Let $X$ be a topological space and $Y$ be a metric space, $A \subseteq X$ compact. We denote $\mathcal{T}_u^A$ for the topology of the uniform convergence on $C(A,Y)$.
Consider the source:
$$(r_A: C(X,Y) \to (C(A,Y), \mathcal{T}_u^A): f \mapsto f\vert_A)_{A \subseteq X \mathrm{ \ compact}}$$
And define $\mathcal{T}_{uc}$ as the initial topology for this source.
My book then claims the following:
Let $X$ be a Hausdorff space and $Y$ be a metric space. Then $\mathcal{T}_c = \mathcal{T}_{uc}$ where $\mathcal{T}_c$ is the compact-open topology on $C(X,Y)$
It provides the following proof:
Proof: This is an immediate consequence of the definition of initial structures and the fact that if $X$ is compact Hausdorff and $Y$ is metrizable, then $\mathcal{T}_u = \mathcal{T}_c \square$
I can't see why this is true. I can see that from that fact it follows that for $A \subseteq X$ compact it follows that $\mathcal{T}_c^A = \mathcal{T}_u^A$ (since subspaces of Hausdorff spaces are Hausdorff), but I can't see how the result follows from "the definition of initial structures".
First the required background on initial topologies: If $\{f_i: X \to (Y_i, \mathcal{T}_i): i \in I\}$ is a source, then a subbase for the initial topology is given by $\{f_i^{-1}[O]: O \in \mathcal{T}_i, i \in I\}$.

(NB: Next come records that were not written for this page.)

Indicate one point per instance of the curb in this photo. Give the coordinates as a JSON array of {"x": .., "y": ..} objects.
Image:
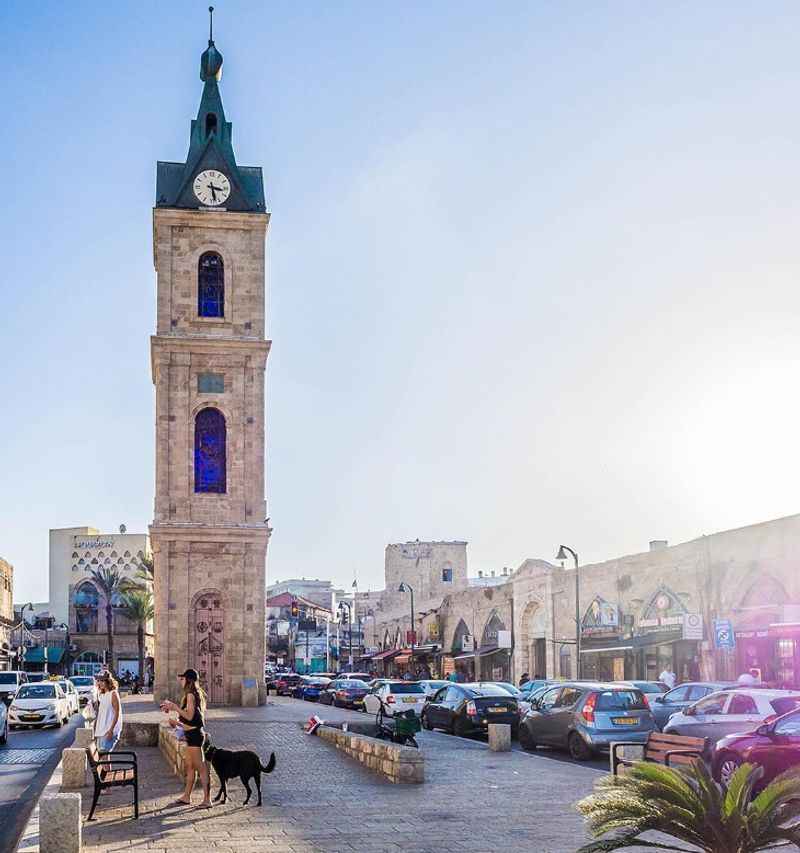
[{"x": 29, "y": 840}]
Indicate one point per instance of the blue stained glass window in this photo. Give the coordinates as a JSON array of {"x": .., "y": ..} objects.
[
  {"x": 210, "y": 286},
  {"x": 209, "y": 451}
]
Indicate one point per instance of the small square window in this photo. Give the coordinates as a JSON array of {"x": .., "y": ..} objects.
[{"x": 210, "y": 383}]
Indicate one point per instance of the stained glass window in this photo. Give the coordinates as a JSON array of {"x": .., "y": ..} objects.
[
  {"x": 209, "y": 451},
  {"x": 210, "y": 286}
]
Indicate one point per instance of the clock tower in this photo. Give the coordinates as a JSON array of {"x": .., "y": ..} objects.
[{"x": 209, "y": 533}]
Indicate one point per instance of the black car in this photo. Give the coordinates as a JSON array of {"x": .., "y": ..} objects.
[
  {"x": 345, "y": 693},
  {"x": 468, "y": 708}
]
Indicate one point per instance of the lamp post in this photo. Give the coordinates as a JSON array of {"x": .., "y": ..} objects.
[
  {"x": 562, "y": 555},
  {"x": 404, "y": 587},
  {"x": 342, "y": 605},
  {"x": 66, "y": 645}
]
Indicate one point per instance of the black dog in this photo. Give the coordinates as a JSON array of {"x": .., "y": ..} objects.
[{"x": 228, "y": 764}]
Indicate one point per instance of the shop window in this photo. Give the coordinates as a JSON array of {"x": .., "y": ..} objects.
[
  {"x": 565, "y": 663},
  {"x": 742, "y": 704}
]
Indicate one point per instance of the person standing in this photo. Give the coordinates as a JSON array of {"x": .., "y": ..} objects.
[
  {"x": 108, "y": 721},
  {"x": 667, "y": 676},
  {"x": 191, "y": 718}
]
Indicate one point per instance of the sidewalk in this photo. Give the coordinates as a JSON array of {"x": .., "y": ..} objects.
[{"x": 320, "y": 801}]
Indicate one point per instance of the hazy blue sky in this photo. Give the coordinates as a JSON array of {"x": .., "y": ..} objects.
[{"x": 533, "y": 269}]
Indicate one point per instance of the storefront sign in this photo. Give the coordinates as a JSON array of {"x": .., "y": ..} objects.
[
  {"x": 723, "y": 634},
  {"x": 692, "y": 626},
  {"x": 601, "y": 617}
]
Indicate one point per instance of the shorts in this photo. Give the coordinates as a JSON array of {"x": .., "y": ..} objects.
[
  {"x": 107, "y": 744},
  {"x": 194, "y": 737}
]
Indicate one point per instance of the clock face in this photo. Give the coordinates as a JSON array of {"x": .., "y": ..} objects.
[{"x": 212, "y": 188}]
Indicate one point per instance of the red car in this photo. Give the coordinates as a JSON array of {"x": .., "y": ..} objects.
[{"x": 774, "y": 745}]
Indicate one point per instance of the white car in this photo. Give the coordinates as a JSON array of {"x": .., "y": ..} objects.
[
  {"x": 394, "y": 696},
  {"x": 86, "y": 687},
  {"x": 42, "y": 704},
  {"x": 72, "y": 695}
]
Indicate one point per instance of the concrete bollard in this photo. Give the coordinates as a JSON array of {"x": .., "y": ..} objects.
[
  {"x": 60, "y": 824},
  {"x": 73, "y": 767},
  {"x": 83, "y": 737},
  {"x": 499, "y": 737}
]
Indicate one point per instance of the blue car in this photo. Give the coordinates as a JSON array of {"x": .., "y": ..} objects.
[{"x": 309, "y": 688}]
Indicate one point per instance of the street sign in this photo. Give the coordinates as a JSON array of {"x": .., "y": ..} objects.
[{"x": 723, "y": 634}]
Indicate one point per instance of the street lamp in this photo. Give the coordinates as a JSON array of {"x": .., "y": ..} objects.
[
  {"x": 404, "y": 587},
  {"x": 342, "y": 605},
  {"x": 562, "y": 555}
]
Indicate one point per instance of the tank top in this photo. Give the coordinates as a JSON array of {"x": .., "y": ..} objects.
[
  {"x": 197, "y": 720},
  {"x": 105, "y": 714}
]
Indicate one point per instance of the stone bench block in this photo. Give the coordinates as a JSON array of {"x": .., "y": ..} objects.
[
  {"x": 60, "y": 829},
  {"x": 499, "y": 737},
  {"x": 73, "y": 766}
]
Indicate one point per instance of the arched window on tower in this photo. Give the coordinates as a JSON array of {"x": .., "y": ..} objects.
[
  {"x": 210, "y": 286},
  {"x": 209, "y": 451}
]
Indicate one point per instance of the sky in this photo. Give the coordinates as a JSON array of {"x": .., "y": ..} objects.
[{"x": 532, "y": 269}]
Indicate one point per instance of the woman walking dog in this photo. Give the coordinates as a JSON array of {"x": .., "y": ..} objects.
[{"x": 191, "y": 719}]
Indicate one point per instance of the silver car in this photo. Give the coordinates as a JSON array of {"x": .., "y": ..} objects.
[{"x": 731, "y": 711}]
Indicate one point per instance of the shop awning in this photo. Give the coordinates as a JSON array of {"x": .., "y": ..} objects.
[
  {"x": 388, "y": 655},
  {"x": 36, "y": 654}
]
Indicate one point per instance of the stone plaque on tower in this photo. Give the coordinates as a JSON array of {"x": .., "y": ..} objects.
[{"x": 209, "y": 533}]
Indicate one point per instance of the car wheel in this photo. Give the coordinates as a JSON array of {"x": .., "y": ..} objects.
[
  {"x": 578, "y": 749},
  {"x": 525, "y": 739},
  {"x": 726, "y": 767}
]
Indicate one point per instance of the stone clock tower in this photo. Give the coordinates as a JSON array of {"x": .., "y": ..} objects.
[{"x": 209, "y": 535}]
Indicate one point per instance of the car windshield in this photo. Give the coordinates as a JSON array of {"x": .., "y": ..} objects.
[
  {"x": 784, "y": 704},
  {"x": 410, "y": 687},
  {"x": 620, "y": 700},
  {"x": 37, "y": 691},
  {"x": 488, "y": 690}
]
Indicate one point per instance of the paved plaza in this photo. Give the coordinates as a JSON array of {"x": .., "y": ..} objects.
[{"x": 319, "y": 800}]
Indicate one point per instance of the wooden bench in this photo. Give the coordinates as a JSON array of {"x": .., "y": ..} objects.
[
  {"x": 111, "y": 771},
  {"x": 664, "y": 749}
]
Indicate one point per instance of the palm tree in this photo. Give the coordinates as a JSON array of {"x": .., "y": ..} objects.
[
  {"x": 138, "y": 607},
  {"x": 111, "y": 584},
  {"x": 688, "y": 805}
]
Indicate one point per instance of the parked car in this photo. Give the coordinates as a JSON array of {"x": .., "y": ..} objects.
[
  {"x": 584, "y": 717},
  {"x": 345, "y": 693},
  {"x": 463, "y": 709},
  {"x": 39, "y": 705},
  {"x": 71, "y": 694},
  {"x": 402, "y": 695},
  {"x": 309, "y": 688},
  {"x": 286, "y": 682},
  {"x": 86, "y": 688},
  {"x": 10, "y": 682},
  {"x": 773, "y": 745},
  {"x": 680, "y": 697},
  {"x": 430, "y": 686},
  {"x": 731, "y": 711}
]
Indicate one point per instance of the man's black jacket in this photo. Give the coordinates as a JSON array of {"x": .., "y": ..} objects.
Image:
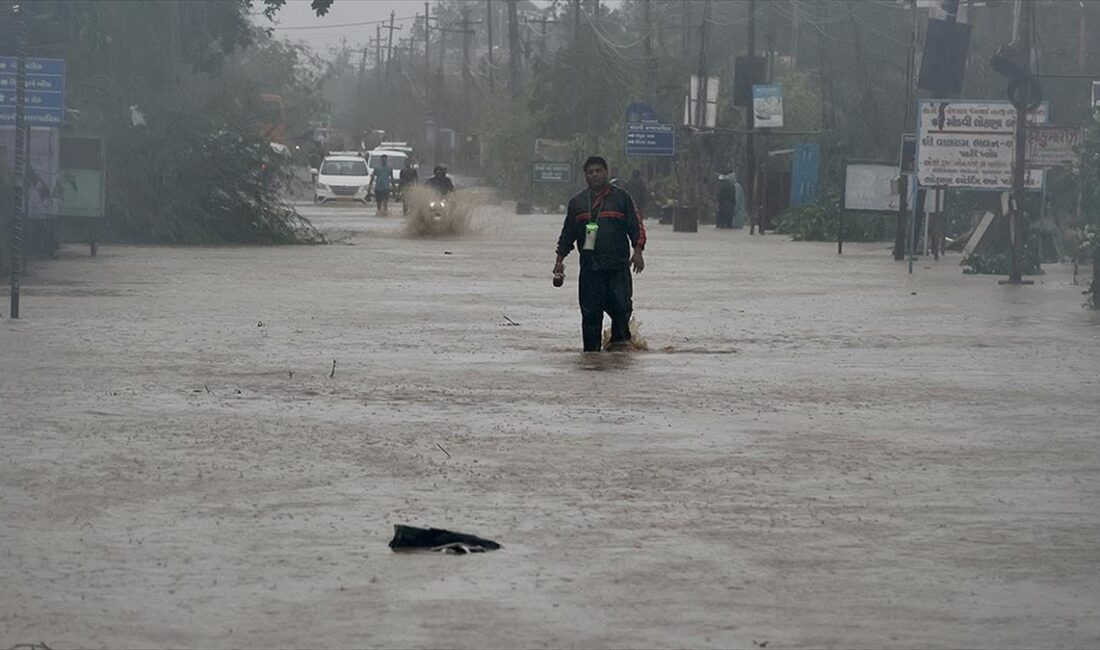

In fact, if $\mathcal{S}_i$ is a given (sub)base for $(Y_i, \mathcal{T}_i)$, then we can also use $$\{f_i^{-1}[O] : O \in \mathcal{S}_i, i \in I\}$$
as a subbase for the initial topology, as can easily be checked, using the definition of initial topology and properties of inverse images.
Now to your source $r_A: C(X,Y) \to (C(A, Y), \mathcal{T}^A_u)$: we can use that $\mathcal{T}^A_u = \mathcal{T}^A_c$ as $A$ is compact Hausdorff and $Y$ is metric, and so we can use the standard compact-open subbase $\{[K,O]^A: K \subseteq A \text{ compact }, O \subseteq Y \text{ open }\}$ for $\mathcal{T}^A_c$ as a subbase for the uniform topology $\mathcal{T}^A_u$, where $[K,O]^A = \{f \in C(A,Y): f[K] \subseteq O\}$. (the superscript $A$ is unusual and only for didactic purposes).
So using these subbases and the aforementioned fact for initial topologies, a subbase for $\mathcal{T}_{uc}$ then becomes
$$\{(r_A)^{-1}[[K,O]^A]: A \subseteq X \text{ compact}, K \subseteq A \text{ compact }, O \subseteq Y \text{ open} \}$$
Now note that by the definitions $r_A^{-1}[[K,O]^A] = [K,O] := \{f \in C(X,Y): f[K] \subseteq O\}$ (clearly, $f|_A[K] = f[K]$ when $K \subseteq A \subseteq X$) where the latter is a standard subbasic element of $\mathcal{T}_c$, and that the above subbase then just becomes (cutting out the "middle men" $A$, as every $K$ is just a compact subset of $X$ too, and we can use $A=K$ for the other direction):
$$\{[K,O]: K \subseteq X \text{ compact}, O \subseteq Y \text{ open}\}$$
which is just the standard subbase for $\mathcal{T}_c$. Topologies with the same subbase are the same, by definition.